You can’t separate who you are from what you make. Your personal life and your artistic life have to be in conversation, or the work suffers.
Jack: Is there a project you didn’t pursue that revealed something about your artistic compass?
Dom: Yes — a film I loved more than almost anything. I waited over a year, passed on other work, trusted the wrong people. I almost lost my house.
The rebound took a long time. I learned: I will never again make someone else’s problems my problems. And I must choose more wisely who I leap with.
“My grandmother told me, ‘Talent is a gift, but discipline is a choice.’ I’ve been choosing it ever since.”
Jack: When you look at the artists you’ve coached, acted with, or collaborated with — what do you hope they carry forward because of you?
Dom: Character — who you are when no one is watching.
I want them to remember who they were on the first day they walked into the Studio.

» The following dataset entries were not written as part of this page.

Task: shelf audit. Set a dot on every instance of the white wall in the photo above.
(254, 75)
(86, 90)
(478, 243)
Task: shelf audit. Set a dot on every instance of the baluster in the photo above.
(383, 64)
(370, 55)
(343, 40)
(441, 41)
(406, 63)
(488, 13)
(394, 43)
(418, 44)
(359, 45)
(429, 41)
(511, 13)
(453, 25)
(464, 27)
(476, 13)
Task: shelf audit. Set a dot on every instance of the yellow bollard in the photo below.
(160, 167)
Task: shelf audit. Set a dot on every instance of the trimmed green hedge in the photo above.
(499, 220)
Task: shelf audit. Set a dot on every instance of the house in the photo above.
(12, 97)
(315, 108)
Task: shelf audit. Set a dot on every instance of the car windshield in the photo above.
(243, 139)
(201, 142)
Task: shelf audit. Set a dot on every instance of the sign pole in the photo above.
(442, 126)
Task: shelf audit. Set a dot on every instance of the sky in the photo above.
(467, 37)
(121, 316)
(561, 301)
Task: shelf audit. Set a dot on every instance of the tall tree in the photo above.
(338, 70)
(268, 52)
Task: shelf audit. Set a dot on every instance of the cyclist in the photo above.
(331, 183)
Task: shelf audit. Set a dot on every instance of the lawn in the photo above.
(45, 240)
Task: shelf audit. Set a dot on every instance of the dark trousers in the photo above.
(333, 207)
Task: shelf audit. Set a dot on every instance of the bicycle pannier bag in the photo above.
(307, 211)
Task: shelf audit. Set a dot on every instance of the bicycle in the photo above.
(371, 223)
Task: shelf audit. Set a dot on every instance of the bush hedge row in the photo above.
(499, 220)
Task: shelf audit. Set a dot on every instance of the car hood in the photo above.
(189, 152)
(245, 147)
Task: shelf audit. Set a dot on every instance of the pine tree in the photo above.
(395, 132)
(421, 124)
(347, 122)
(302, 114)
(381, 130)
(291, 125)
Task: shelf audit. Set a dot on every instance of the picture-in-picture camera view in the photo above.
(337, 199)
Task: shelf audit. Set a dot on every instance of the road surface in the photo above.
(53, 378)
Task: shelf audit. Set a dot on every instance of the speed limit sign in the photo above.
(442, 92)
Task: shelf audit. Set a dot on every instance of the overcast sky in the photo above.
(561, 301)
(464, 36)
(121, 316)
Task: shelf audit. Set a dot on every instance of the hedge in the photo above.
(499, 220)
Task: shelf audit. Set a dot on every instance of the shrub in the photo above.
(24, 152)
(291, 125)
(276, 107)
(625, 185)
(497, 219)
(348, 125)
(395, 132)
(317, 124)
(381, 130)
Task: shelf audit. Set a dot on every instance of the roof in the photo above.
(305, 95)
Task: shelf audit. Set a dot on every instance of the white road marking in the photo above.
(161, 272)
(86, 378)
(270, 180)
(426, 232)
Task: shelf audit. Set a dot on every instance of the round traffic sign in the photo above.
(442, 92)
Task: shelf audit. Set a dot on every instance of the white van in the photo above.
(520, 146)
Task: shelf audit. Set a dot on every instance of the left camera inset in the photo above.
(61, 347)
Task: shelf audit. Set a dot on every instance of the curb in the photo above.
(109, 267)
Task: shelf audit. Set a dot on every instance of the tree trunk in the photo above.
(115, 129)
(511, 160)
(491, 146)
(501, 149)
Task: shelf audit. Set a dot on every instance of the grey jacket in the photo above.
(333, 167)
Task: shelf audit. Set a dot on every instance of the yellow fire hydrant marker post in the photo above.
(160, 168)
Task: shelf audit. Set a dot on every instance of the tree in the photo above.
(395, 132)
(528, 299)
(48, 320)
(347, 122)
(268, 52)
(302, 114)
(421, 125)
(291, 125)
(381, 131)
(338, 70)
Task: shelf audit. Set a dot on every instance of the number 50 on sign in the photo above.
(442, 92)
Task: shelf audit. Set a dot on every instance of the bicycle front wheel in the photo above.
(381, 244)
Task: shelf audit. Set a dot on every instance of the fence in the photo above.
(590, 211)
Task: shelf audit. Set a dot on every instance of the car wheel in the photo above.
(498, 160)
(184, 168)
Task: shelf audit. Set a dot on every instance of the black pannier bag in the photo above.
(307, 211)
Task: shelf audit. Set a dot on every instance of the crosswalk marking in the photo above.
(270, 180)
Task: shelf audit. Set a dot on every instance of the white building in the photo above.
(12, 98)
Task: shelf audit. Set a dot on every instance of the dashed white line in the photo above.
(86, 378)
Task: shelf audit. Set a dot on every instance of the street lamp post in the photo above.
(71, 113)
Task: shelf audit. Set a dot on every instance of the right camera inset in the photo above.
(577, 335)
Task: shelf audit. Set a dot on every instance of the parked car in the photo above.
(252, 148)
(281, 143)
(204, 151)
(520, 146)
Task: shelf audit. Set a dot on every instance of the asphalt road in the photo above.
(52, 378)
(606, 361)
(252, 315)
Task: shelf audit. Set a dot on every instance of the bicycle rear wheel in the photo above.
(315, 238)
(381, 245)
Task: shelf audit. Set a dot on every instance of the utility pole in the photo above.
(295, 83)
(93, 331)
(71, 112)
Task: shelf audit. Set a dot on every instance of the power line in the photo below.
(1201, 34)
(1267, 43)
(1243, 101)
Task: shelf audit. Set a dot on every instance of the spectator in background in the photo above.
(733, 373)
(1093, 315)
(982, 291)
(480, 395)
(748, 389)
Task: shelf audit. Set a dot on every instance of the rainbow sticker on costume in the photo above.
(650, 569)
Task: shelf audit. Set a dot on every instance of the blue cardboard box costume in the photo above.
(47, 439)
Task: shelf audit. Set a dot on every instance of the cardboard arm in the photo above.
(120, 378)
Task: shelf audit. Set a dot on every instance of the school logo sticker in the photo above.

And if they get the chance to send the elevator back down, do it — without sacrificing themselves. That used to be my issue.
Also: it’s okay that not everyone is your friend. Learn terms like coworker, colleague, associate. You can go to bat for someone without taking everything personally.
“Working with legends isn’t intimidating if you show up prepared — it’s a masterclass you’re grateful to be in.”
Jack: What’s the next risk you’re ready to take?
Dom: Professionally, I’m stepping into much higher-level film work now. I don’t need to be the center of everything, but the work has to be right for where I am — or meaningful enough to help someone else realize a vision they couldn’t make without support.
It feels like a real risk, but it’s a considered one. I’m more selective, more patient, and more honest about what I want to spend my time on. I believe 2026 will be the best year of my life — not because something suddenly opened, but because I’ve spent fifteen years building toward it.
The Veterans Acting Fellowship
LaRuffa’s work with veterans is not symbolic or episodic. Through the Blue Collar Artist Studio’s Veterans Acting Fellowship, former service members receive sustained, tuition-free access to professional training, mentorship, and real-world production experience across theater, film, and television.
The yearlong fellowship combines acting and writing instruction with hands-on exposure to producing, budgeting, and industry practice. Fellows shadow working professionals, participate in active productions, and complete a capstone project presented to industry insiders — positioning them not as students, but as working artists.
The program reflects the same values articulated throughout this conversation: discipline over mythology, access over gatekeeping, and craft as a daily practice rather than a credential. Blue Collar Artist Studio operates as a registered 501(c)(3).
Publisher’s note:
What runs through LaRuffa’s work — acting, teaching, the Studio — is a refusal to mythologize the business. Those who work with him talk less about inspiration than about learning how to do the job, and how that clarity carries over into the rest of their lives. LaRuffa puts it more plainly: it’s the work in front of him.

This interview was very interesting. Thanks for sharing it. I hope to make Dom’s aquaintance at the club.